Klikpantura.com KOTA TANGERANG. — Persoalan pelayanan, tata kelola hingga posisi Forum Pelanggan Perumda Tirta Benteng Kota Tangerang kembali menjadi sorotan. Kali ini, berbagai persoalan tersebut dibedah dalam, “Diskusi Publik dan Audiensi Akbar 2026”, yang digelar Komunitas Jurnalis Kompeten (KJK) Tangerang Raya di Situ Gede, Eko Space, Modernland, Babakan, Kota Tangerang, Kamis (10/9/2026) sore.
Mengangkat tema, “Birokrasi Rumit, Pelanggan Pusing, Perlukah Forum Pelanggan Lahir Bukan Dewas PDAM TB”, forum tersebut mempertemukan unsur Perumda Tirta Benteng (TB), pelanggan, aktivis, tokoh masyarakat, jurnalis serta sejumlah elemen terkait.
Turut hadir pihak Perumda Tirta Benteng, Yayan Riyanto selaku Humas Perumda Tirta Benteng dan Budi H Santoso dari Kepala Satuan Sekretariat (Kasat) Perumda Tirta Benteng.

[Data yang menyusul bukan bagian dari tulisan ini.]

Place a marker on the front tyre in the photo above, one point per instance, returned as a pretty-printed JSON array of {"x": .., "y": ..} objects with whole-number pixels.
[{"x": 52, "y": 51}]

Diskusi berlangsung terbuka. Sejumlah persoalan yang selama ini bersentuhan langsung dengan pelanggan dibahas, mulai dari fungsi Forum Pelanggan, posisi Dewan Pengawas, kebijakan tarif, tunggakan pembayaran hingga persoalan kebocoran jaringan dan komunikasi pelayanan.
Dalam forum tersebut, Yayan menjelaskan bahwa keberadaan Forum Pelanggan pada dasarnya berkaitan dengan partisipasi dan pengaduan konsumen air sekaligus menjadi penghubung antara masyarakat dengan penyelenggara layanan.
Menurutnya, Forum Pelanggan bukan dibentuk untuk menggantikan kanal pelayanan maupun mekanisme pengaduan yang selama ini sudah dimiliki Perumda Tirta Benteng.
“Hubungan yang sudah baik dengan Perumda Tirta Benteng itu terus dijalankan saja. Forum itu hanya untuk melengkapi, manakala terjadi hambatan.” ujarnya

Pernyataan tersebut menjadi salah satu poin penting dalam diskusi. Sebab, di tengah berbagai keluhan pelanggan, keberadaan forum publik tentunya tidak cukup hanya menjadi ruang komunikasi.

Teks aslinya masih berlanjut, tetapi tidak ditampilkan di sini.